Guest Opinion Essay

Top Headlines for 10/17

Child Welfare

University of Massachusetts student Melissa Peterkin, writing an op-ed for the Boston Globe, reports on a state law that intended to alleviate the burden of college costs for foster children but instead caused them to incur more debt.

The number of children put into foster care in Hawaii has dropped by more than 50 percent because of a new approach being used by social workers, reports The Maui News.

Nebraska has put the head of its mental health hospitals in charge of the child welfare system for the time being, reports the Omaha World-Herald. Scot Adams steps in for Todd Reckling, the embattled former director who resigned last month.

Oklahoma’s Department of Human Services misrepresented the percent of children in out-of-home custody who were maltreated or abused, reports Randy Ellis, Nolan Clay and Robby Trammell of The Oklahoman. DHS officials said the misrepresentation was an honest mistake.

Education/Jobs

Washington Post education columnist Jay Mathews reports on the erratic state of community college placement systems in the United States, where one college might give enrolling students credits for work that another school might make them augment with remedial education.

The fact that children of same-sex couples cannot accurately portray family finances on federal forms can sometimes challenge their ability to get the right amount of financial aid, reports Tara Siegel Bernard of the New York Times.

It’s rough going out there for Connecticut’s young adults trying to find a job, reports Daniel Atkinson of Patch-Meriden. The situation is even worse for young Hispanic and black workers, who posted 17.8 percent and 15.6 percent unemployment, respectively.

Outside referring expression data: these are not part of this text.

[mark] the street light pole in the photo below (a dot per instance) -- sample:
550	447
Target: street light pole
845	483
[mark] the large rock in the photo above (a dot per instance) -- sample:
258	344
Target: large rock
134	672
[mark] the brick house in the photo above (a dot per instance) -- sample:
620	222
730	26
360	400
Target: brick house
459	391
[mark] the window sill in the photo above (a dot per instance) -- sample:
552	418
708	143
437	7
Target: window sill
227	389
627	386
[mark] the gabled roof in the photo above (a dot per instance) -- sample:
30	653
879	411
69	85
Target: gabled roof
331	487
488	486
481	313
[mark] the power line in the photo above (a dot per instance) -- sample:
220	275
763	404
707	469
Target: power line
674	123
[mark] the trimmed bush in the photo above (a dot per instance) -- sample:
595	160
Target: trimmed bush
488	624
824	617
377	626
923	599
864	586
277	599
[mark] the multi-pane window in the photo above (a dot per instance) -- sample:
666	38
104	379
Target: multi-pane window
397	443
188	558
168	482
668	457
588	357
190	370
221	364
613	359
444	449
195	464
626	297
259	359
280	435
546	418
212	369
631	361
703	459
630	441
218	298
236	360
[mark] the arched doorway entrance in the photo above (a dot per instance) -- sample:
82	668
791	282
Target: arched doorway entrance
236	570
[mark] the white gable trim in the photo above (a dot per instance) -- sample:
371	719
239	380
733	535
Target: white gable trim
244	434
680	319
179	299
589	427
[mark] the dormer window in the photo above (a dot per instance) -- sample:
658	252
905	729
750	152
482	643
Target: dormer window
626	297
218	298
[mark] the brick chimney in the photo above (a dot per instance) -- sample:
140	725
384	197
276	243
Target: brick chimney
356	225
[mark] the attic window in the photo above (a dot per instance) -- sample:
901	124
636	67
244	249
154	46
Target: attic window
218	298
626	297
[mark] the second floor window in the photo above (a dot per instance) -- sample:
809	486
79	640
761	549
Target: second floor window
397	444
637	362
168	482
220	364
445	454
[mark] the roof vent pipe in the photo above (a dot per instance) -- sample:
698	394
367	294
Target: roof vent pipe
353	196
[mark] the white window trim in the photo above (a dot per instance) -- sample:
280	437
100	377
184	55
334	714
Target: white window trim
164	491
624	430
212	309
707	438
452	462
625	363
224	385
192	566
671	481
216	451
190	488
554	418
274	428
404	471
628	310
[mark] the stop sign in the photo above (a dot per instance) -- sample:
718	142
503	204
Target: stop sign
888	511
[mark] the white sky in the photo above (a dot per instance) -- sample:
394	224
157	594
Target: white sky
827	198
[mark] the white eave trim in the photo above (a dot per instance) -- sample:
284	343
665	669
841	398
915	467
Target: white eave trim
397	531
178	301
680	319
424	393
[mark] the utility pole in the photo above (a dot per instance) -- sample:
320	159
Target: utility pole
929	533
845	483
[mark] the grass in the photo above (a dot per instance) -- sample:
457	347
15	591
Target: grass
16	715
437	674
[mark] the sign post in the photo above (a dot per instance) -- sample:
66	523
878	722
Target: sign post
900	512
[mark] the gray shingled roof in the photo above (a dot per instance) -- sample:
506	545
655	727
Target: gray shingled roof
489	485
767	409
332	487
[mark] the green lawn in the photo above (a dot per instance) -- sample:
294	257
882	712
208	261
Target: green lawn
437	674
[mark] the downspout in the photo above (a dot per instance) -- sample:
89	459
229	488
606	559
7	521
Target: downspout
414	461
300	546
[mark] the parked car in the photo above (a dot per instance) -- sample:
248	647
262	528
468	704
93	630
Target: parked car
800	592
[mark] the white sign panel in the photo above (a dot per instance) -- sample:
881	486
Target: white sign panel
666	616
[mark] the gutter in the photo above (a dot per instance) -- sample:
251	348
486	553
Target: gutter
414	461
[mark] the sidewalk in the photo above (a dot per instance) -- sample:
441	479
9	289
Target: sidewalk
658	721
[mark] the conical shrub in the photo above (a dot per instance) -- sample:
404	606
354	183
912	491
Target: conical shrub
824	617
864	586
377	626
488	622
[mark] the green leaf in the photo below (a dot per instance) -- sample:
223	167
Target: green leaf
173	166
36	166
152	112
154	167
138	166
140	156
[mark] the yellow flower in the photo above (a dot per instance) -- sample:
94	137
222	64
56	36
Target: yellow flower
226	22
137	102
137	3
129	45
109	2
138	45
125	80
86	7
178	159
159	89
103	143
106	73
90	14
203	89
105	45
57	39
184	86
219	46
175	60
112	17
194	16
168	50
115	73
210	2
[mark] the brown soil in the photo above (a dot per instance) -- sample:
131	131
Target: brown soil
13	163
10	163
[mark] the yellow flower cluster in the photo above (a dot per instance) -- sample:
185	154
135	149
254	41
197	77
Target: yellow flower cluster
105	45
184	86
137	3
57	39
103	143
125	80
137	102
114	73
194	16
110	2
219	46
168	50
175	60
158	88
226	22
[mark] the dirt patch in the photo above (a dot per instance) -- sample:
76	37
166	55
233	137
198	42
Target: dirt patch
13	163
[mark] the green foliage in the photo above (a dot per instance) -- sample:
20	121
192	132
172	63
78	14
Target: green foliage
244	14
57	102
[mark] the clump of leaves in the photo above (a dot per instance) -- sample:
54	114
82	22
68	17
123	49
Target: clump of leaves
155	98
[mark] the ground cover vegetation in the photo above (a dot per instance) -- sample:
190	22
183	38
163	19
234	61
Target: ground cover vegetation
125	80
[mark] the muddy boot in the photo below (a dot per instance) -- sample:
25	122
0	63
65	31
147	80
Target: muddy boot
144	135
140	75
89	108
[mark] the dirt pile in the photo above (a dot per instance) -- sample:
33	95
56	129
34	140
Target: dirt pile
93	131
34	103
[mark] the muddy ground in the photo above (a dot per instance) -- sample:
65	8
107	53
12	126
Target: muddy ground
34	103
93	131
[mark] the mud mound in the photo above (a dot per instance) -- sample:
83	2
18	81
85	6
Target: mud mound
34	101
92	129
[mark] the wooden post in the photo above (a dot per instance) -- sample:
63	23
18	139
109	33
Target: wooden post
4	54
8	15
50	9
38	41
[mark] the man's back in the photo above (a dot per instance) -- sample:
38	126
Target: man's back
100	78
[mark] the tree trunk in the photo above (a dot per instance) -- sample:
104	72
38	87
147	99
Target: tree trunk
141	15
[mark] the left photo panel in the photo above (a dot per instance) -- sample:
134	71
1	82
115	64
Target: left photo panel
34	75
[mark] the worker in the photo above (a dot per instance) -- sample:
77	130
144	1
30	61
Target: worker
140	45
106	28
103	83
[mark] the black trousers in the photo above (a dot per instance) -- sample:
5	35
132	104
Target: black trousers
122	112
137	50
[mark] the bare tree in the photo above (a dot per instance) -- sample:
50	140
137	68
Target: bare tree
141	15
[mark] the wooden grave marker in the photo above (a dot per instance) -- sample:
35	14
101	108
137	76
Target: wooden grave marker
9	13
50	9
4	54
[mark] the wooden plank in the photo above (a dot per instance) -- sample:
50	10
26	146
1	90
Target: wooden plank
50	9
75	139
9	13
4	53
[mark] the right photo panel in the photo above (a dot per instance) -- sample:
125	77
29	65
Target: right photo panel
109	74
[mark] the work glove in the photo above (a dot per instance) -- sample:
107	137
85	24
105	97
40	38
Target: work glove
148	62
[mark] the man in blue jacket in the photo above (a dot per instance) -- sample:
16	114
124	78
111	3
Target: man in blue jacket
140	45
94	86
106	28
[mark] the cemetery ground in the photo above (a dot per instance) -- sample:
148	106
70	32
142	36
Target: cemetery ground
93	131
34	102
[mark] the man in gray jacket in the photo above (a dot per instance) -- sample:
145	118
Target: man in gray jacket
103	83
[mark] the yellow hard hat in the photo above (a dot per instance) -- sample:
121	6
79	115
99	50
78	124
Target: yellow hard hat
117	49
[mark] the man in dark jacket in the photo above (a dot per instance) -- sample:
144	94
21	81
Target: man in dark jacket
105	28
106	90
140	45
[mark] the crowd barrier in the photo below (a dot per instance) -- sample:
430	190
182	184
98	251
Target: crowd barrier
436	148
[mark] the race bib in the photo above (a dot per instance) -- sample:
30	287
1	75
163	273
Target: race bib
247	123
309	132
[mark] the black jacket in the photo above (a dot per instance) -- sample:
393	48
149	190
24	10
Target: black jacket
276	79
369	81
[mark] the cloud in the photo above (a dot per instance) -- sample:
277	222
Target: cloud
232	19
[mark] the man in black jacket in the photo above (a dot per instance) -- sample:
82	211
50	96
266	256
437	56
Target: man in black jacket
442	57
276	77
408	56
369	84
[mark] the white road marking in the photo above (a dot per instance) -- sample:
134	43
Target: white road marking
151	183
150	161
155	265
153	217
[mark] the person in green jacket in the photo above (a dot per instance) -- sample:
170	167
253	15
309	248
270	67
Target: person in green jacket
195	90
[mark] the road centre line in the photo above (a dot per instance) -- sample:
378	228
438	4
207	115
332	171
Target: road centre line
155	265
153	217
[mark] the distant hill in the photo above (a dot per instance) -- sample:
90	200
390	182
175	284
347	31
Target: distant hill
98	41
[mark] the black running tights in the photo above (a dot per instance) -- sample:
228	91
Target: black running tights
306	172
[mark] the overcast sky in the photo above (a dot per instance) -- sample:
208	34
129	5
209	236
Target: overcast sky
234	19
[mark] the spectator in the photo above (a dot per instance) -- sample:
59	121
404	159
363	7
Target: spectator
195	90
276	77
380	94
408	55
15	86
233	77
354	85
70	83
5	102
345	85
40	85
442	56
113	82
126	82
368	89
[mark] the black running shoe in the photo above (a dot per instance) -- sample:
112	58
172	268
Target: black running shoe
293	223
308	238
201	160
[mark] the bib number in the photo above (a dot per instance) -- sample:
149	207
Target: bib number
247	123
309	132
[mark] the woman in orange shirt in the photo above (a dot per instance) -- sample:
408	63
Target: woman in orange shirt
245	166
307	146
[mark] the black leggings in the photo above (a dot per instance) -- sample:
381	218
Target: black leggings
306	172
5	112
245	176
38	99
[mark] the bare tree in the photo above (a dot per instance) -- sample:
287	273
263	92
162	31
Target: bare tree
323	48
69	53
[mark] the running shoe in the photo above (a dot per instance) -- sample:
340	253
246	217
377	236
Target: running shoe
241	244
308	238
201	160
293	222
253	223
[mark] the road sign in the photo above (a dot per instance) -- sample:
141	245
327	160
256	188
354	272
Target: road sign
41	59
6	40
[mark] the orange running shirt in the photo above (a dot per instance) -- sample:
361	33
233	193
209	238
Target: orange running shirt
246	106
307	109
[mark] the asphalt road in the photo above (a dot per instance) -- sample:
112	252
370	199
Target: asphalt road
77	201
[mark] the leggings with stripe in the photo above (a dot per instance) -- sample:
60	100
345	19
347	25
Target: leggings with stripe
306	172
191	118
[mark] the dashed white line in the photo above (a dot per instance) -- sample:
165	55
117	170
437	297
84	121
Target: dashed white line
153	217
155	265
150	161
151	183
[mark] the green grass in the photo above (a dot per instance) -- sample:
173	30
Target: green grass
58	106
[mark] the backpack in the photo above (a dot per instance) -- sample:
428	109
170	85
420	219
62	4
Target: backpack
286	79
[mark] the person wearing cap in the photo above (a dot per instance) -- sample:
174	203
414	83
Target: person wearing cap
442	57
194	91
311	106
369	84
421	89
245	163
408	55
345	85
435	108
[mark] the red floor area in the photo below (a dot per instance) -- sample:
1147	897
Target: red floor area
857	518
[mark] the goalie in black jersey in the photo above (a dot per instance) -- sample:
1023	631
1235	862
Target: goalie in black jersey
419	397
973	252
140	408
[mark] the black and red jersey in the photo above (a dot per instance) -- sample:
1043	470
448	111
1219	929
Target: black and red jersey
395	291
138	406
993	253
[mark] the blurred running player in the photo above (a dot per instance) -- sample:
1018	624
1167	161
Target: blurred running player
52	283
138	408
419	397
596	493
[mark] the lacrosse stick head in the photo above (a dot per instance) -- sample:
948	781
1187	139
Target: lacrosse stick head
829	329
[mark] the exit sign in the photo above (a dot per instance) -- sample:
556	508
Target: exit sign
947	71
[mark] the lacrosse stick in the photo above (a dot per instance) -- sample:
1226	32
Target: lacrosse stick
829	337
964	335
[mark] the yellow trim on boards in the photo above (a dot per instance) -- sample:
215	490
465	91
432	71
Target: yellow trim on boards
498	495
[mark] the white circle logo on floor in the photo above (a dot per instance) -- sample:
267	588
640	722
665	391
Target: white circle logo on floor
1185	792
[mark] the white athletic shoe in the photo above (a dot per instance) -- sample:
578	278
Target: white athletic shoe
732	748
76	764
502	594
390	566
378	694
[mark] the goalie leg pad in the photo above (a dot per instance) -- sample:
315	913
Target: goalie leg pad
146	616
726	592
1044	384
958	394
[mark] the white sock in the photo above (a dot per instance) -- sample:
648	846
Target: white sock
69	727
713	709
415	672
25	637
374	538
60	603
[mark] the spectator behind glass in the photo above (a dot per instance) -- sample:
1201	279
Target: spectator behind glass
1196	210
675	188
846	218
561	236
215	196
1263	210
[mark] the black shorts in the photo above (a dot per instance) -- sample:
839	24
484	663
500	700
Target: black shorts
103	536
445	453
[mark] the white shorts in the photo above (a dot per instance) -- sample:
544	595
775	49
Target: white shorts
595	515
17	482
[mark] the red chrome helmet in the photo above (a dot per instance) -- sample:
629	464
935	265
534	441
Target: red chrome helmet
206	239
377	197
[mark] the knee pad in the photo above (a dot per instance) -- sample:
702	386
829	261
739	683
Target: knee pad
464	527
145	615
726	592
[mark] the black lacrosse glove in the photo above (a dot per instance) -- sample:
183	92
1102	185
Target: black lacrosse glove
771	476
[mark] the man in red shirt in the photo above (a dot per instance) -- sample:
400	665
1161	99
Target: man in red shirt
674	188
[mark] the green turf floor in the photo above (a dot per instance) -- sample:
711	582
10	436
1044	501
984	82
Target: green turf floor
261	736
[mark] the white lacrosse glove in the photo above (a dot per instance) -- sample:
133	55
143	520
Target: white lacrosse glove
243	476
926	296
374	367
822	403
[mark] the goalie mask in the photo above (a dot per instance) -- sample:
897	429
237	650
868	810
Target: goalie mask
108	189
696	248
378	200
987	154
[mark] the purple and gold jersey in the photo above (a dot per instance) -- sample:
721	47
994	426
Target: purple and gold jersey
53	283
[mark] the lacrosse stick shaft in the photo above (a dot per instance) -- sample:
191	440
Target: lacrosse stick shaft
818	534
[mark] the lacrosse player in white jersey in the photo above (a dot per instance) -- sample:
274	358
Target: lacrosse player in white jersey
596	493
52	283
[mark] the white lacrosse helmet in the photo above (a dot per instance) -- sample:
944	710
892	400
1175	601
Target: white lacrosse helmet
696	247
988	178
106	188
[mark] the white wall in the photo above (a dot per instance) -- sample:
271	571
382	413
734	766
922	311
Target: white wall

In California, a county attempts to get all of its school districts on the same page when it comes to bullying policies and anti-bullying tactics, reports Neil Gonzales of the San Mateo County Times.

Chris Kirkham of the Huffington Post files this fascinating in-depth look at the changes to Education Management Corp. after Goldman Sachs became a major investor five years ago. A chilling account of the new recruiting strategy after the buyout, from one former admissions employee who spoke with Kirkham:

“You’d probe to find a weakness,” said Brian Klein, a former admissions employee who worked for three years at Argosy University Online, one of four major colleges operated by EDMC. “You basically take all that failure and all those bad decisions, and you spin it around and put it right back in their face as guilt, to go to this shitty university and run up all of this debt.”

Juvenile Justice

In Richland County, Ohio, a strange thing has happened with a state law aimed at curbing teenage dating violence, reports Jessie Balmert and Mark Caudill of the Mansfield News-Journal. Of the nine requests for civil protection orders, eight were for girls seeking protection from other girls.